Study Suggests a 'Dark Mirror' Could Reside in Universe Within Ours Where Atoms Failed to form


You understand dark matter, the strange material that almost all physicists now consider that makes up the proportion of the universe — Although it remains totally invisible, besides its gravitational impact on regular matter?

There's no deficiency of far-out thesis regarding the hypothetical material: that it's hidden in interior of an extra dimension, that it begin in a second Bing Bang, that it's data itself, or even that it is nonexistent.

Currently, as detected by Flatiron Institute astrophysicist and indefatigable science journalist Paul Sutter, the latest paper proffer yet another exotic potential definition: that dark matter lives in a disfigured mirror universe inside of own, where atoms were incapable to form.

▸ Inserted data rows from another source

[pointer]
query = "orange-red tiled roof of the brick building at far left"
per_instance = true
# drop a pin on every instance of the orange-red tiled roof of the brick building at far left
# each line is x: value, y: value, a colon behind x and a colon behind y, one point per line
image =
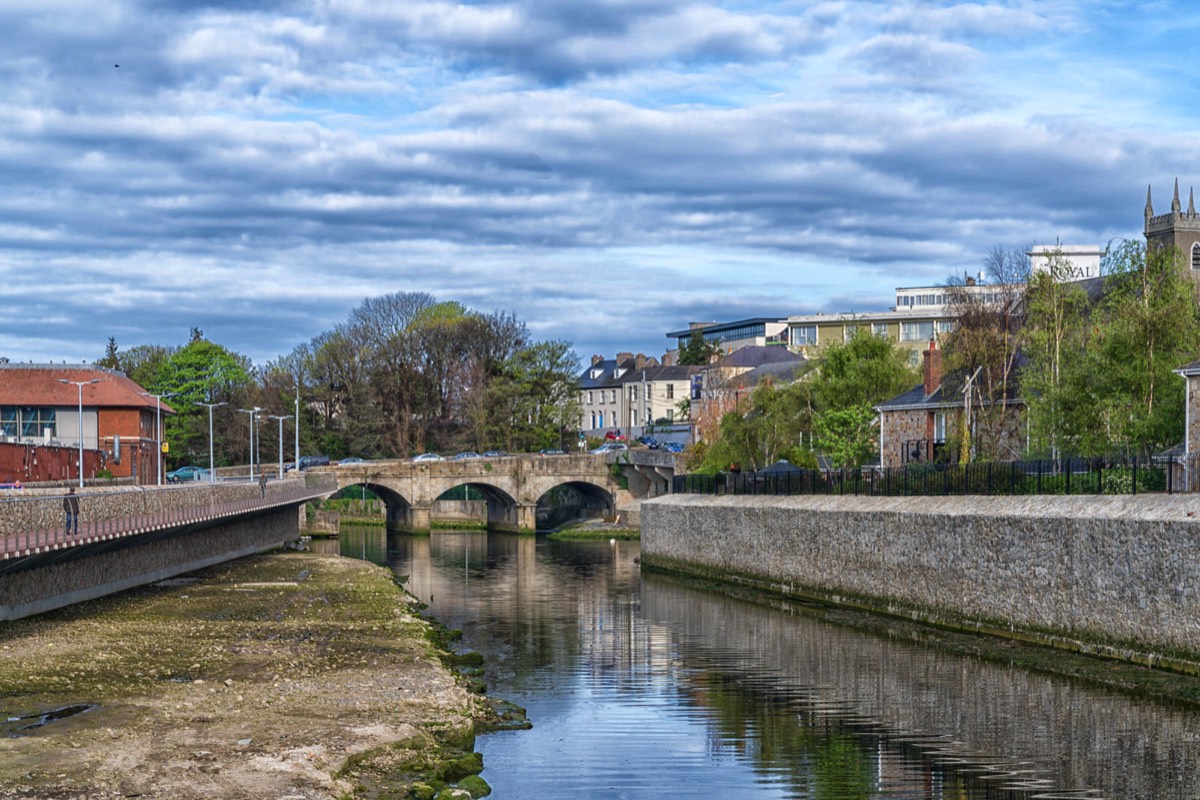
x: 39, y: 384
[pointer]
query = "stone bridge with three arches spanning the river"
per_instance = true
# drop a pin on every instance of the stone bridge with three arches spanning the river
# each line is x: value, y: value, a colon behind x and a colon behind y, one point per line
x: 511, y: 485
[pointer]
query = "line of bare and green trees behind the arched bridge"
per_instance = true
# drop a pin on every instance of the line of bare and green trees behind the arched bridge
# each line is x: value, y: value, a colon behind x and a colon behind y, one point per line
x: 404, y: 375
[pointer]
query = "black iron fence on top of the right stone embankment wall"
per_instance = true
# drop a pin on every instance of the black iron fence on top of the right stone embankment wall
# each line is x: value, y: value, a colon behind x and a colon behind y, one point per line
x: 1131, y: 476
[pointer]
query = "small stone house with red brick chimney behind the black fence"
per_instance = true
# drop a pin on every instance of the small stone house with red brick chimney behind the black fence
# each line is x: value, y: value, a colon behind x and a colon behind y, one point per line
x: 923, y: 424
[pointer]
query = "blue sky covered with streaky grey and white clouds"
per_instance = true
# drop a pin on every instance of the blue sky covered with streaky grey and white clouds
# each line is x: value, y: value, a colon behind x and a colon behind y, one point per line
x: 609, y: 171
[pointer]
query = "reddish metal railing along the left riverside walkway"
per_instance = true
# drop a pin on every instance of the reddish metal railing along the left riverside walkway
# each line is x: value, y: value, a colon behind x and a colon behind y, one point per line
x: 93, y: 528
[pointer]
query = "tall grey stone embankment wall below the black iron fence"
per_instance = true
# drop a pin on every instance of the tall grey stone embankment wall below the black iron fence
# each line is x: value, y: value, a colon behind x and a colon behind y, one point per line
x: 1118, y: 576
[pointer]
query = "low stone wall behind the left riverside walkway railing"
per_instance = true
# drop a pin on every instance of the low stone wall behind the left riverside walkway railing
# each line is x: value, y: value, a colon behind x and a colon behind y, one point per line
x: 28, y: 510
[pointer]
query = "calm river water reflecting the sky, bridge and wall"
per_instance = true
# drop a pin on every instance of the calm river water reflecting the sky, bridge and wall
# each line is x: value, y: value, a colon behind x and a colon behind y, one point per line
x: 640, y: 687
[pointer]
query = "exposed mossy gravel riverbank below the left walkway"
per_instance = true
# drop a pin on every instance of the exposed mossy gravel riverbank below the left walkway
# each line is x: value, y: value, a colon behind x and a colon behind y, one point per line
x: 281, y: 676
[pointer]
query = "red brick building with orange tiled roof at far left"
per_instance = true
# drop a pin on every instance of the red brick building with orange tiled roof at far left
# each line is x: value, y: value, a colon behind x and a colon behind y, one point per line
x: 41, y: 425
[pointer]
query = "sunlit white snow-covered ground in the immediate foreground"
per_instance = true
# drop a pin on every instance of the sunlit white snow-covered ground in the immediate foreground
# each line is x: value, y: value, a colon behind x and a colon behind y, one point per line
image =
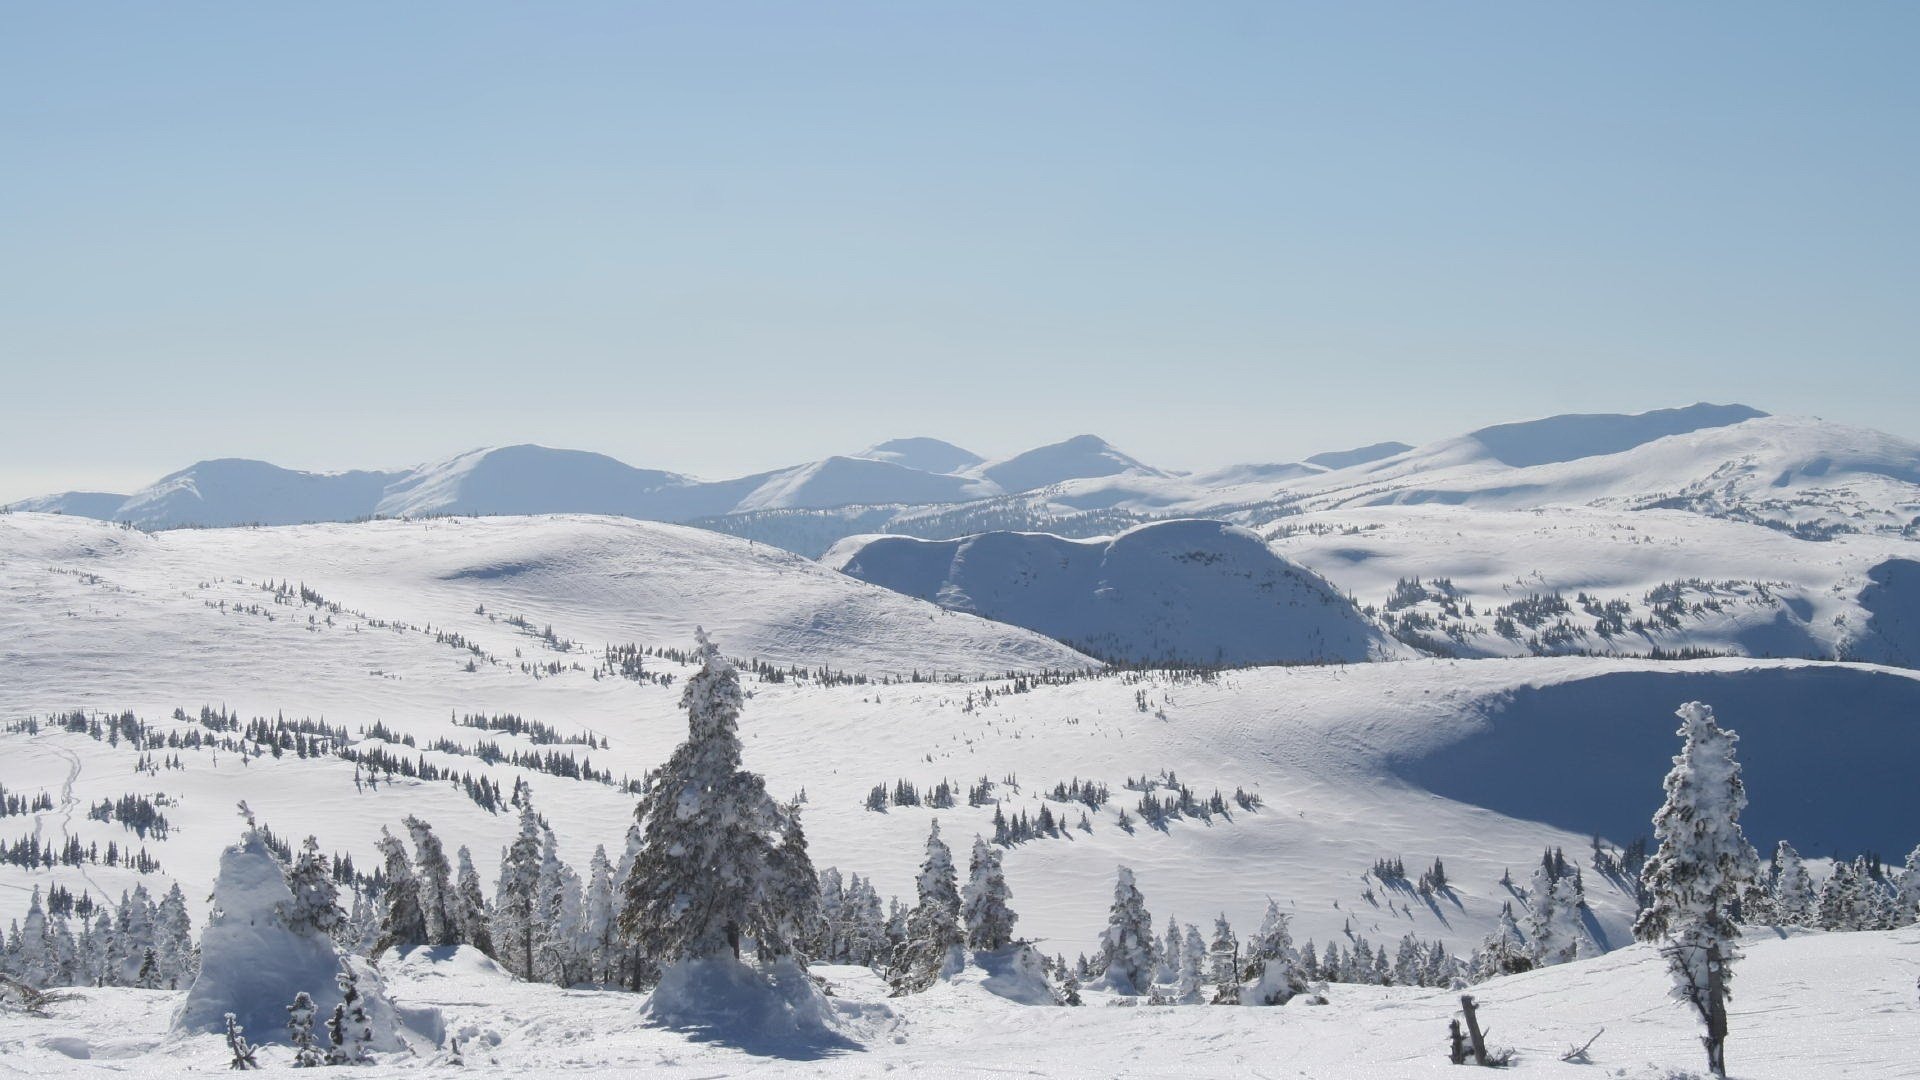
x: 1806, y: 1006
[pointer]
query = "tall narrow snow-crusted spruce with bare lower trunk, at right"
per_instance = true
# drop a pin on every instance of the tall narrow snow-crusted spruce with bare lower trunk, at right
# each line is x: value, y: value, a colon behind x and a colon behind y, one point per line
x: 1696, y: 875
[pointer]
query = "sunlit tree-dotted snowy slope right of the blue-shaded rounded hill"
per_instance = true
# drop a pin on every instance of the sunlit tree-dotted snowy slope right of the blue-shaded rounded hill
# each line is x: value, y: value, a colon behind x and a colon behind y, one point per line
x: 1654, y: 581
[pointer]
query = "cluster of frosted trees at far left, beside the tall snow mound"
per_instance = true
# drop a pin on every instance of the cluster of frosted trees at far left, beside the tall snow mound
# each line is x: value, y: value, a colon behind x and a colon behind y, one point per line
x: 80, y: 943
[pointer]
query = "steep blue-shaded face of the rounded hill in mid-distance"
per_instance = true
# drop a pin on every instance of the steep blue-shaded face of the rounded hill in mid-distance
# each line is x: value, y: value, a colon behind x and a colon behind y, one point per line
x: 1170, y: 593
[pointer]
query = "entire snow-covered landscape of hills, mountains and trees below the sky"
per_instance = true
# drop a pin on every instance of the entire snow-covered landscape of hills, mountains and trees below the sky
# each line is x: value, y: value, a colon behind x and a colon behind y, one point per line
x: 1055, y: 766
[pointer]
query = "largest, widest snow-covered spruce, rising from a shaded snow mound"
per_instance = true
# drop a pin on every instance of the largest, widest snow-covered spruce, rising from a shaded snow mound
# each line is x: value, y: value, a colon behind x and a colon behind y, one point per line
x: 706, y: 877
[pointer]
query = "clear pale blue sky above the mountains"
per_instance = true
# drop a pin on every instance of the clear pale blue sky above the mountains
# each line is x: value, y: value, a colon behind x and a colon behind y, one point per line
x: 723, y: 237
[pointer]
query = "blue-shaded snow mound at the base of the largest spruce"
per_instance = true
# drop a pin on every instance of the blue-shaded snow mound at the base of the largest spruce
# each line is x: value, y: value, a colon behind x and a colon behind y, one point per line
x: 775, y: 1012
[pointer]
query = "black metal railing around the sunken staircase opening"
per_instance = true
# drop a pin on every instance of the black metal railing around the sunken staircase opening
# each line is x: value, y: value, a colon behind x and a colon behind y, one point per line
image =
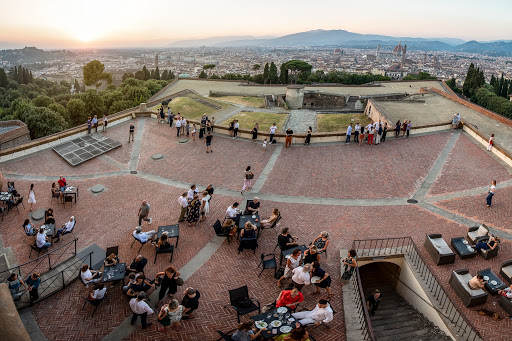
x: 405, y: 246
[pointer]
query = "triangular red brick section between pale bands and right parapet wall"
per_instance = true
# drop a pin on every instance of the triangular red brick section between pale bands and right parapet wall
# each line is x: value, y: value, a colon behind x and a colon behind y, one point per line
x: 468, y: 166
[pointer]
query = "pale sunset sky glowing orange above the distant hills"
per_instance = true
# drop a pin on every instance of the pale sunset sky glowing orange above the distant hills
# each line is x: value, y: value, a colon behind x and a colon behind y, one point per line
x: 131, y: 23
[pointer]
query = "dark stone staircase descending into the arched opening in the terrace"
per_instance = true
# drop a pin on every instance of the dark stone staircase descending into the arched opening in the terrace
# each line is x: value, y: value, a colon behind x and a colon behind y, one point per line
x: 395, y: 319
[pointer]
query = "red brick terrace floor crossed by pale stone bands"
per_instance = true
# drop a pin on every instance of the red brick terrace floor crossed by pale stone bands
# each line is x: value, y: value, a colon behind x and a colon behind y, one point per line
x: 353, y: 192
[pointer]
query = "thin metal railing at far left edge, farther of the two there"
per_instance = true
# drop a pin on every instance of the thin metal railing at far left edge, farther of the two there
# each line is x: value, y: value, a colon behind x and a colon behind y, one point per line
x: 42, y: 263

As Sutter describes, the study creates off a duo of exciting coincidences. First, study propose that there's a roughly similar quantity of regular and dark matter outside. And secondly, neutrons and protons have exactly the same mass, permitting them to make stable atoms.

Firstly, the theory goes, maybe there's a clone universe like ours in which neutrons and protons don't have that appropriate uniformity in mass, means the entire thing is a sad soup of subatomic particles that don't interconnect too much, describing why dark matter doesn't appear to clump up much.

Post script: the paper still not peer reviewed, and it's just different theory between many jostling to solve the riddle of dark matter, a irritating and lasting unspecified in our knowledge of the universe. But it contain an breathtaking author list, with scientists arranged from Fermilab to the University of Chicago — so we'll be looking to watch how it's acquired in the wider world of physics.